Films to Commemorate the Centenary of the Great War Armistice 1918-2018.

"There are little pictures in your mind, which you can't help taking, that you can never get rid of and then there are the things that you want to remember you can't.. and the things you want to forget, you can't. — Don't think there's any glory in war, because there's not. There are no winners, everybody is a loser." — Robert Kearney

We created a number of films to Commemorate the Centenary of the Great War Armistice for the Department of the Premier and Cabinet. Devised to provide a specific impact and visual narrative to the years of service and commitment by Australian men, women and families between 1914 and 1918.  

From a population of fewer than five million, 416,809 men enlisted, of whom more than 60,000 were killed and 156,000 wounded, gassed, or taken prisoner. When Britain declared war against Germany in August 1914, Australia, as a dominion of the British Empire, was automatically also at war.

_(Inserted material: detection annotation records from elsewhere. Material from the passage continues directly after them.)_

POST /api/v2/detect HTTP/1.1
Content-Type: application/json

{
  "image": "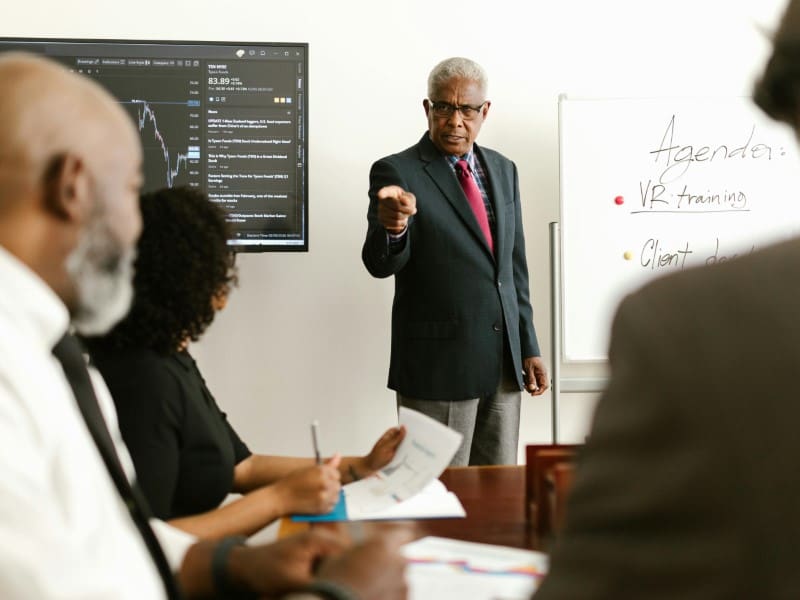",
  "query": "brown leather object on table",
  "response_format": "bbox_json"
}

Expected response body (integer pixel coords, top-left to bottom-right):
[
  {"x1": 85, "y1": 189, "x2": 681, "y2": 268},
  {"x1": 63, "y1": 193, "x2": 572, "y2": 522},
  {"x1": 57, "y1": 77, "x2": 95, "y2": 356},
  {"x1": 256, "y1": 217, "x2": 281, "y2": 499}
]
[
  {"x1": 545, "y1": 460, "x2": 575, "y2": 535},
  {"x1": 525, "y1": 444, "x2": 580, "y2": 538}
]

The Armistice of 11 November 1918 ended fighting on land, sea and air in World War I. The terms included the cessation of hostilities, the withdrawal of German forces to behind the Rhine, Allied occupation of the Rhineland and bridgeheads further east, the preservation of infrastructure, the surrender of aircraft, warships, and military materiel, the release of Allied prisoners of war and interned civilians, eventual reparations, no release of German prisoners and no relaxation of the naval blockade of Germany.

The effects of the war were also felt at home. Families and communities grieved for the loss of so many men, and women increasingly assumed the physical and financial burden of caring for families. When the war ended, thousands of ex–servicemen and servicewomen, many disabled with physical or emotional wounds, had to be re-integrated into a society keen to consign the war to the past and resume normal life.